2. We evaluated how ambient light affected those resource fluxes and ratios over 3 time periods (10, 20, and 30 weeks), and the consequences for plant and fungal biomass accrual, in environmental chambers.
3. Our results suggest that light availability is an important factor driving absolute fluxes of N, P, and C, but not exchange ratios, although its effects vary among EM fungal species. Declines in N:C and P:C exchange ratios over time, as soil nutrient availability likely declined, were consistent with predictions of biological market models.

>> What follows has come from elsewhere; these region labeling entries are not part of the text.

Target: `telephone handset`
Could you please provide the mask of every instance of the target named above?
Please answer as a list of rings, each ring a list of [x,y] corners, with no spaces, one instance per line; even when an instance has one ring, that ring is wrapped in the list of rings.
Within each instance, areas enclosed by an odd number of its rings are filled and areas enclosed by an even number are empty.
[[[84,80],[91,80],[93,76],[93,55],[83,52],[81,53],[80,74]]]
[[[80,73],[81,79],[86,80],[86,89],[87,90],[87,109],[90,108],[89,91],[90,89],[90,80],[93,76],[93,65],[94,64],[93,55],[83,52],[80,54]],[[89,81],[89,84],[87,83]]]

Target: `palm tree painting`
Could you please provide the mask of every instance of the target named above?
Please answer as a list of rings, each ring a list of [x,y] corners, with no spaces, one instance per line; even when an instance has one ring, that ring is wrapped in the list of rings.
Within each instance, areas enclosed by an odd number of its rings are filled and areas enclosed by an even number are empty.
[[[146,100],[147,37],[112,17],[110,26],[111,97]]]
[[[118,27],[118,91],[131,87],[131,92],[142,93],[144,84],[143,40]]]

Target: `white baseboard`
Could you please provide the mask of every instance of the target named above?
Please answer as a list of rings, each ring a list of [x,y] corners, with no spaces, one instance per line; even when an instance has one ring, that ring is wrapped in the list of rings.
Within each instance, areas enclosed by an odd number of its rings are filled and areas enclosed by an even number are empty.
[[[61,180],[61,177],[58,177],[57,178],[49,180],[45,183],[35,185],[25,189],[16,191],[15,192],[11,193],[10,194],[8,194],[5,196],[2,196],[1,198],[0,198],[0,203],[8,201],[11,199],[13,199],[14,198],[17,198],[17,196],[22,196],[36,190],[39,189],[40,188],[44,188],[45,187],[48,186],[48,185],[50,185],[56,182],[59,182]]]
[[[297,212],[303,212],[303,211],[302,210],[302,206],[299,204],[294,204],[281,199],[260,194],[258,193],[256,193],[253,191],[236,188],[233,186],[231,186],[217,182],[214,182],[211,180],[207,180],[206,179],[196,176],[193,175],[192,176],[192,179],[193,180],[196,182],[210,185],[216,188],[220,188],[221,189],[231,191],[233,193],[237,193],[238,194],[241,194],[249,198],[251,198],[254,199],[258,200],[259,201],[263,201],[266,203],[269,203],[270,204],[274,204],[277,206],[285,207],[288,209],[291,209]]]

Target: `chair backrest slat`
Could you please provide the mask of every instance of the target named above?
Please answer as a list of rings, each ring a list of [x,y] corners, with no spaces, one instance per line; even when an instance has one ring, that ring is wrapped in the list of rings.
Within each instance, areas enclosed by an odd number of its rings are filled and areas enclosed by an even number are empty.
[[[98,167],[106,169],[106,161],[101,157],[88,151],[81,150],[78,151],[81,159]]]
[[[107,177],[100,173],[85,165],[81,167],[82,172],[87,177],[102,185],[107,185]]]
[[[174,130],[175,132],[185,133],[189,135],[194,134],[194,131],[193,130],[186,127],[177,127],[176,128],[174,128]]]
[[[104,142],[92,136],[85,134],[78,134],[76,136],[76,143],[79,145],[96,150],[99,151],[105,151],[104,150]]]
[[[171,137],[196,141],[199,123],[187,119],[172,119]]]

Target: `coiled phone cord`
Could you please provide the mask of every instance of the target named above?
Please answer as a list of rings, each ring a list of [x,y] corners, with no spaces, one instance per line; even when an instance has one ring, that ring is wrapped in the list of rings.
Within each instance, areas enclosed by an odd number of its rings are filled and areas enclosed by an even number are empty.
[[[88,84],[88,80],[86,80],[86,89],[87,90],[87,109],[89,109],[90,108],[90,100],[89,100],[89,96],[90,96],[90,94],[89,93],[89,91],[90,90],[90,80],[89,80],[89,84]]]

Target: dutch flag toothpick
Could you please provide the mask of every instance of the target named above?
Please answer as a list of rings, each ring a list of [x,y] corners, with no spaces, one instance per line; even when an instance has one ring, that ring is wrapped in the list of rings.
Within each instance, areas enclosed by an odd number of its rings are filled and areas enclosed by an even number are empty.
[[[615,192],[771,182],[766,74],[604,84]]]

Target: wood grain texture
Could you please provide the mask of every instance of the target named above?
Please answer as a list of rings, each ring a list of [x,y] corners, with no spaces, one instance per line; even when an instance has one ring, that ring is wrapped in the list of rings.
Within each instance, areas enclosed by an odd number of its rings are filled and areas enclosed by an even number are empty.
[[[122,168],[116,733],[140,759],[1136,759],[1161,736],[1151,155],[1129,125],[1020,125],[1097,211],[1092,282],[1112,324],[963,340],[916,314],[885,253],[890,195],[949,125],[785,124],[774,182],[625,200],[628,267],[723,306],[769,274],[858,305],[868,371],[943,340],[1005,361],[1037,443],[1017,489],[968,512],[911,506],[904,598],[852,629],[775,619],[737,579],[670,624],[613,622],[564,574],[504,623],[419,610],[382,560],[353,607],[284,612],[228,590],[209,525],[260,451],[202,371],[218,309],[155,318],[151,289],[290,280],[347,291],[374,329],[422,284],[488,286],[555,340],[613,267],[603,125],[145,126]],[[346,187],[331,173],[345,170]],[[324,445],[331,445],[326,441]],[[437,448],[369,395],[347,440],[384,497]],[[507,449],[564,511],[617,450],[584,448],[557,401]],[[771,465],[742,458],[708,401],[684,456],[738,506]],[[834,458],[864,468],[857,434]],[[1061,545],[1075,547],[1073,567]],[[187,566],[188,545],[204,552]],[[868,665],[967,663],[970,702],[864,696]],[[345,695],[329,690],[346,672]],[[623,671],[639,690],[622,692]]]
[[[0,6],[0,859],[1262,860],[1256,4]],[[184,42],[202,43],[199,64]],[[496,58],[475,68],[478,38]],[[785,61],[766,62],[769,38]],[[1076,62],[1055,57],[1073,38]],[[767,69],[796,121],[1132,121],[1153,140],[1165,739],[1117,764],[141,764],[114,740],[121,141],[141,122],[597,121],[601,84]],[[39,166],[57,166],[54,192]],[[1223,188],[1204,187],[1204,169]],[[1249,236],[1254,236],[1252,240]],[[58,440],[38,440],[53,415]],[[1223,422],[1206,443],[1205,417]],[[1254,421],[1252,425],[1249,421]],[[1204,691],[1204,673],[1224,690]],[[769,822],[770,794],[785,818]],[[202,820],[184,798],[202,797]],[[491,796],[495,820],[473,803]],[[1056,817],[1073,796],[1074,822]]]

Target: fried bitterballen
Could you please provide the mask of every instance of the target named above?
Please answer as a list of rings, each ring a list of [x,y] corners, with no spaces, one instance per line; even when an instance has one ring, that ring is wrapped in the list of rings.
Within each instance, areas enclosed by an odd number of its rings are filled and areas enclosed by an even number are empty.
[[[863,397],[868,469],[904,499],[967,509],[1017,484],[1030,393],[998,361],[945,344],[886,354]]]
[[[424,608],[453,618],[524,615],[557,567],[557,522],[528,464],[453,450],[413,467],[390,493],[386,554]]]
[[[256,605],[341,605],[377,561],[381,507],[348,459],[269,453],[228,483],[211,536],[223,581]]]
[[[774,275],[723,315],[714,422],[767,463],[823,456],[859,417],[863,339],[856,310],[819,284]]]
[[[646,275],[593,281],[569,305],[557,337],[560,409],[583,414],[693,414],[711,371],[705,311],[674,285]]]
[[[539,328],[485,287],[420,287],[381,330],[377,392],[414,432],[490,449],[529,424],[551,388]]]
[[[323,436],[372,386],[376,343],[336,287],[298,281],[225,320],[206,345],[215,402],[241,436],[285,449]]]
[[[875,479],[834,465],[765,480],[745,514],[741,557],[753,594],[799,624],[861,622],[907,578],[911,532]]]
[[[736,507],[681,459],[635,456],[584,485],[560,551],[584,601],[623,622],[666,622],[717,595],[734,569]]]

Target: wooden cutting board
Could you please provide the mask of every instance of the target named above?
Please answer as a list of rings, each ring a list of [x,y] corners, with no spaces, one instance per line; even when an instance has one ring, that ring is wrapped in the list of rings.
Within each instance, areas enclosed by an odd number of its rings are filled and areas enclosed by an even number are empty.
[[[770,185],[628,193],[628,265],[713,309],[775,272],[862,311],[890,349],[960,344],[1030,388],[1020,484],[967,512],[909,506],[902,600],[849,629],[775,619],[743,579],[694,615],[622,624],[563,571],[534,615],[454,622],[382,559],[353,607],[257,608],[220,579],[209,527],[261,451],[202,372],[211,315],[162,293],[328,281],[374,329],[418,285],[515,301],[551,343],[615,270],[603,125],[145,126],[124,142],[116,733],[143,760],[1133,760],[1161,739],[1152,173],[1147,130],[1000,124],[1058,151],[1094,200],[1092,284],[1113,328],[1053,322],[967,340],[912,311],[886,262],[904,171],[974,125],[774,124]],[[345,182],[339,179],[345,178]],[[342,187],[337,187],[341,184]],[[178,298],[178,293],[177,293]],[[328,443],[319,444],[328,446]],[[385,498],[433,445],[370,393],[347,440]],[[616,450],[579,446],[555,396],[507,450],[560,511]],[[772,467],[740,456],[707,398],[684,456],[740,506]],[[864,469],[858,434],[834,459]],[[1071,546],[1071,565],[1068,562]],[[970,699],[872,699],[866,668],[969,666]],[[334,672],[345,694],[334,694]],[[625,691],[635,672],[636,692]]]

Absolute transfer of P was an important predictor of both plant and fungal biomass, consistent with the excess resource exchange hypothesis, and N transfer to plants was positively associated with fungal biomass.
4. Altogether, light effects on resource fluxes indicated mixed support for various theoretical frameworks, while results on biomass accrual better supported the excess resource exchange hypothesis, although among-species variability is in need of further characterization.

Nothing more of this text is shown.